Kit Neville, who was with Toby when he died, returns to Britain minus a nose and much of his face. Today he’d probably sign up for a face transplant, I suggest, though Barker is less certain. “For one thing there aren’t that many faces available. It would be intriguing to find out whether people are prepared to donate faces in the same way that they donate hearts, kidneys and livers. I think that would be a very hard thing for a lot of relatives, because the face is the identity, isn’t it?”
Thus any future book – at least one that moves on, chronologically – will find Kit confronting life with a new face. Barker is curious to discover what he makes of that. “It will be an approximation of what his face might have been.”
Which is quite pertinent, I say, since so many undergo the knife, and have that very experience. “In Durham we had a small exhibition of Tonk’s pastels of disfigured men. There was also an exhibition about the beauty industry – the woman with the face of a 50-year-old and the neck of a 90-year-old, a woman who had had her toes shortened so she could wear Jimmy Choo shoes. Walking around that exhibition of what people had chosen to do to themselves, and then seeing the Tonks pastels – the pastels cheered you up! It was fascinating the way that one set of images changed your response to the other set.”
Given the length of her career, and since we’re talking about how experiences change us, is there anything Barker’s written about that she now views in a different light? “There have been so many right angle turns in my career,” she says with a smile. “In the next book, or a next book, one character is a medium and I would like to go into that in more depth. It’s too easy to throw your hands in the air and say you don’t know how much is fraud. I’ve always done mediums from the outside. If you really try to get inside them, you have to start answering a few questions about what they think is going on in their lives.”
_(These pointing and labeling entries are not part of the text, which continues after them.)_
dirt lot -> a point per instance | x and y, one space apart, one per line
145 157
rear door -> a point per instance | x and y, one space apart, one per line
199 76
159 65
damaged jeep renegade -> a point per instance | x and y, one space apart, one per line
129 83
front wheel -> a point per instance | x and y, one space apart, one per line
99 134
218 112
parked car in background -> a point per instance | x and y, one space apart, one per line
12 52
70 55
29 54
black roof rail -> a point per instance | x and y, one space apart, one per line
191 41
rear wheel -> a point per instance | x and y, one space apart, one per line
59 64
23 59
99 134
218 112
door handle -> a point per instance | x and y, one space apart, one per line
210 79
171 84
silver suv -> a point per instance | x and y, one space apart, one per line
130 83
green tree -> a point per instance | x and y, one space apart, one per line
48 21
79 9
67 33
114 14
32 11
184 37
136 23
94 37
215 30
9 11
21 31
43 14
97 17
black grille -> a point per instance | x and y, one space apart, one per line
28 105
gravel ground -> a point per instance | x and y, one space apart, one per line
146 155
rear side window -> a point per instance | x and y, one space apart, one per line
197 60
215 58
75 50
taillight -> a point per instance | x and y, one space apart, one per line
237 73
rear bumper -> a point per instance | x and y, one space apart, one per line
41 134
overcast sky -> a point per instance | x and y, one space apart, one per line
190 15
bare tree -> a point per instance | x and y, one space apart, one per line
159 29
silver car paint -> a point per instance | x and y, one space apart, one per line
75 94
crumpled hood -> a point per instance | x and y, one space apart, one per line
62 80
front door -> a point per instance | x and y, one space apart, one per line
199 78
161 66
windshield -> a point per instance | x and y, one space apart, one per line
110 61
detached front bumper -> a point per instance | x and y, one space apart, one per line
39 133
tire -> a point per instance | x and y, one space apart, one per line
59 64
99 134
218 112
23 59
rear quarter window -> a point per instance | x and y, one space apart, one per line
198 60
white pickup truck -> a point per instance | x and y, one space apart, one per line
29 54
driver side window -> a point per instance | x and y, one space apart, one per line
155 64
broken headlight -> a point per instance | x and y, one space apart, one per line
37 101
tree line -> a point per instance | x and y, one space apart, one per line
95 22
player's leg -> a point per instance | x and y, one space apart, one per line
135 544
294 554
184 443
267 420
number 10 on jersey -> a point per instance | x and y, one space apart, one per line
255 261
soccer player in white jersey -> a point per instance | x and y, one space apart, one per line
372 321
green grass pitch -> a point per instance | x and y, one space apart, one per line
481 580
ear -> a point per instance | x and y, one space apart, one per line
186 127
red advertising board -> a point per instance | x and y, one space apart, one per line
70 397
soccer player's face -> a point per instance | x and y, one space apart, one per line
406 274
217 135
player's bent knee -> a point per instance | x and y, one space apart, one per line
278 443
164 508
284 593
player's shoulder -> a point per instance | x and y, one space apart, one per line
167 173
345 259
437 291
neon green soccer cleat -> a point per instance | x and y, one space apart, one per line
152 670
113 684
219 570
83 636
There are mediums in Barker’s family tree. “Indeed, insofar as the family had a religion, it was spiritualism. There were mediums, there were faith healers, the kind of faith healing where you take the illness into yourself and then try to cast it off. What fascinates me is that they were not frauds. They were not charging.”
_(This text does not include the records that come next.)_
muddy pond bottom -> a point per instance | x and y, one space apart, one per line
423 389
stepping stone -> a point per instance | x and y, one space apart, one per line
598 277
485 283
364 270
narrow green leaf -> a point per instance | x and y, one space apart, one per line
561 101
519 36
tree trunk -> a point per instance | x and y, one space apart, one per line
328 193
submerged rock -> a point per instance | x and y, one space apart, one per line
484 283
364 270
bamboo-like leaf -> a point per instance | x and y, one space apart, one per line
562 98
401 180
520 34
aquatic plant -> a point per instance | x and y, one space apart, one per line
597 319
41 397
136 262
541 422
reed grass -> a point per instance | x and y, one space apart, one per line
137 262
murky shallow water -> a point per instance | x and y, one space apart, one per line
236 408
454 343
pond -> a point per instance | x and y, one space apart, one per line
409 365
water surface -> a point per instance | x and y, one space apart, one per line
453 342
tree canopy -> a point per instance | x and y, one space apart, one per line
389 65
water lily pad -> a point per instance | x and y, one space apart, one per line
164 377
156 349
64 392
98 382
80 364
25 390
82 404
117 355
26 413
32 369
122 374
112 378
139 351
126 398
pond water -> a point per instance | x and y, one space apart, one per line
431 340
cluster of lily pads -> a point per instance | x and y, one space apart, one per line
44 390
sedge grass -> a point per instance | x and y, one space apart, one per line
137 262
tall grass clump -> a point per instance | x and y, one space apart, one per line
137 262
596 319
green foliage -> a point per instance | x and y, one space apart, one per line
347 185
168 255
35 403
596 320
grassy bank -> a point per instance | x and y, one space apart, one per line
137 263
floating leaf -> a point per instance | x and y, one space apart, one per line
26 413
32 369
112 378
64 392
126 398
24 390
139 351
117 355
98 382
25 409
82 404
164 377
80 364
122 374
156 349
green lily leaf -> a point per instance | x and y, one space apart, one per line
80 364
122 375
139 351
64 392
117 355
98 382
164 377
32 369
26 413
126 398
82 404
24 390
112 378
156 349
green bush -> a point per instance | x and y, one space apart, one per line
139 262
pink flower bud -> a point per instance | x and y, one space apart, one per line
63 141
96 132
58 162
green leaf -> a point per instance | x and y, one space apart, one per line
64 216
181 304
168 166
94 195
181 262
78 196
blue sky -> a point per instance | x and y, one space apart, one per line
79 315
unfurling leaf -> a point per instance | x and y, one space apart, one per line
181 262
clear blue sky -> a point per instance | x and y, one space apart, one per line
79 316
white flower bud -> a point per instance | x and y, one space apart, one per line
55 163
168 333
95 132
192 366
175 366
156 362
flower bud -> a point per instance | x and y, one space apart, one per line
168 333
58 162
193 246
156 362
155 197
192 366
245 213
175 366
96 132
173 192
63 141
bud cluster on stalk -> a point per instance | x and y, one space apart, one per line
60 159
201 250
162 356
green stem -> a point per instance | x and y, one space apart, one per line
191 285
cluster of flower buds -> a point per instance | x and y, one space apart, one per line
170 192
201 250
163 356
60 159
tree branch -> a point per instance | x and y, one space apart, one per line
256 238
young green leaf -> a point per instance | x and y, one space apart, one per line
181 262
Though on her own now, the pattern of her days hasn’t radically altered. “I still try to work in the mornings, but now the entire house has become a workplace. I’m not sure that’s entirely helpful! I work as hard as I can and then I get out. I walk into town. Or I will take my granddaughter and her puppy for a walk, and play with them, which is very relaxing. You have to give them your full concentration, so it gets the book out of your head for a while.”
As we’re winding down, bemoaning the low sales figures for literary fiction, Barker asks if I’ve read Fifty Shades of Grey, and whether I liked it. Yes, and very emphatically no, though I laughed myself senseless at how rubbish it is. “That’s what people say, that they laugh their heads off. How many comic writers would kill to hear two million say they laughed their heads off?” she muses without rancour.
What can I say? If I ruled the world, Barker’s body of work would be as widely read and enjoyed as that purveyed by the army of shlockmeisters.
Anyone care to join me in a cultural coup d’état?